Scripts Reference Documentation¶
This directory contains the executable scripts for the RL for Search project (zoosim). The scripts are organized by chapter and function, ranging from fundamental bandit demonstrations to advanced deep reinforcement learning benchmarks.
📂 Global & Benchmarking¶
scripts/part4_global_comparison.py¶
The "Battle Royale" Benchmark. Runs a head-to-head comparison of all major algorithms implemented in the book against a common environment. It serves as the final validation for Part IV.
- Algorithms Compared:
- Static (Neutral): Baseline floor.
- Random: Exploration baseline.
- LinUCB (Ch6): Discrete template bandit.
- Continuous Q (Ch7): Ensemble Q-learning + CEM.
- REINFORCE (Ch8): Policy Gradient.
- SlateQ (Ch12): Deep List-wise Ranking.
- CQL (Ch13): Offline Conservative Q-Learning.
- Key Metrics: Average Reward, Final 50-episode average (convergence), Wall-clock time.
- Usage:
bash python scripts/part4_global_comparison.py --episodes 1000
📂 Chapter 0: Foundations¶
scripts/ch00/toy_problem_solution.py¶
Toy Bandit Problem.
Solves the motivational example from Chapter 1 using Tabular Q-Learning.
- Purpose: Demonstrates the exploration-exploitation trade-off and value estimation in a simplified 5x5 discrete action grid.
- Key Features: Compares Q-Learning against Random, Static, and Oracle baselines. Generates toy_problem_learning_curves.png.
📂 Chapter 4: World Generation¶
scripts/ch04_demo.py¶
Generative World Demonstration. Validates the procedural generation of the e-commerce environment. - Verifies: - Catalog: Lognormal price distributions, linear margins. - Users: Segment-specific preferences (\(\theta_{price}\), \(\theta_{pl}\)). - Queries: Intent coupling (users query categories they like). - Determinism: Ensures strict reproducibility via seeding.
📂 Chapter 5: Relevance & Reward¶
scripts/ch05_demo.py¶
Relevance & Reward Pipeline Walkthrough. Demonstrates the end-to-end simulation flow for a single step. 1. Relevance: Hybrid BM25 + Embedding similarity. 2. Features: 10-dim feature vector construction (standardized). 3. Reward: Multi-objective scalarization (GMV + CM2 + Clicks).
scripts/validate_ch05.py¶
Unit Validation. Runs deterministic checks to ensure the math in Chapter 5 matches the code (e.g., reward = sum of weighted components).

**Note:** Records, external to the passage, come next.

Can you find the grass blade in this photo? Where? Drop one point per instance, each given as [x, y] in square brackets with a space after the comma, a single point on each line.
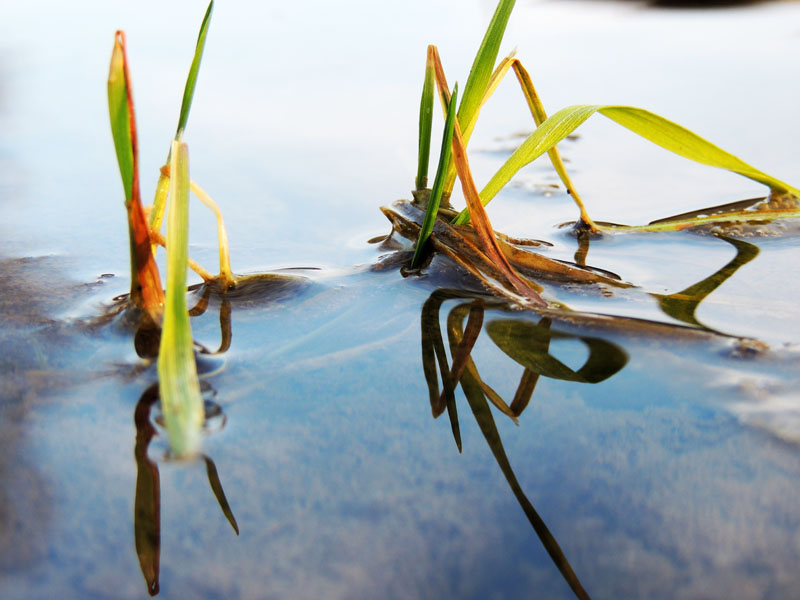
[656, 129]
[120, 113]
[474, 393]
[219, 493]
[162, 187]
[479, 77]
[181, 401]
[147, 498]
[191, 80]
[425, 124]
[438, 182]
[146, 292]
[482, 67]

📂 Chapter 6: Discrete Template Bandits¶
This chapter focuses on selecting the best "Boost Template" (e.g., High Margin, Popular) using Contextual Bandits.
scripts/ch06/template_bandits_demo.py¶
Core CPU Demonstration.
Runs the primary comparison: Static vs. LinUCB vs. Thompson Sampling.
- Modes:
- --features simple: Fails to beat static (demonstrates need for context).
- --features rich: Beats static (uses user latents + aggregates).
- Usage:
bash
python scripts/ch06/template_bandits_demo.py --features rich --n-episodes 5000
scripts/ch06/ch06_compute_arc.py¶
Experimental Arc Runner. Runs the full narrative sequence (Failure \(\to\) Success) and saves JSON summaries for book plots.
scripts/ch06/run_bandit_matrix.py¶
Batch Experiment Runner. Executes multiple scenarios (seeds, feature modes) in parallel threads to generate robust statistics.
scripts/ch06/optimization_gpu/¶
GPU-Accelerated variants.
Re-implements the environment and bandit loop in PyTorch for massive throughput.
- template_bandits_gpu.py: PyTorch implementation of the environment.
- run_bandit_matrix_gpu.py: GPU batch runner (orders of magnitude faster).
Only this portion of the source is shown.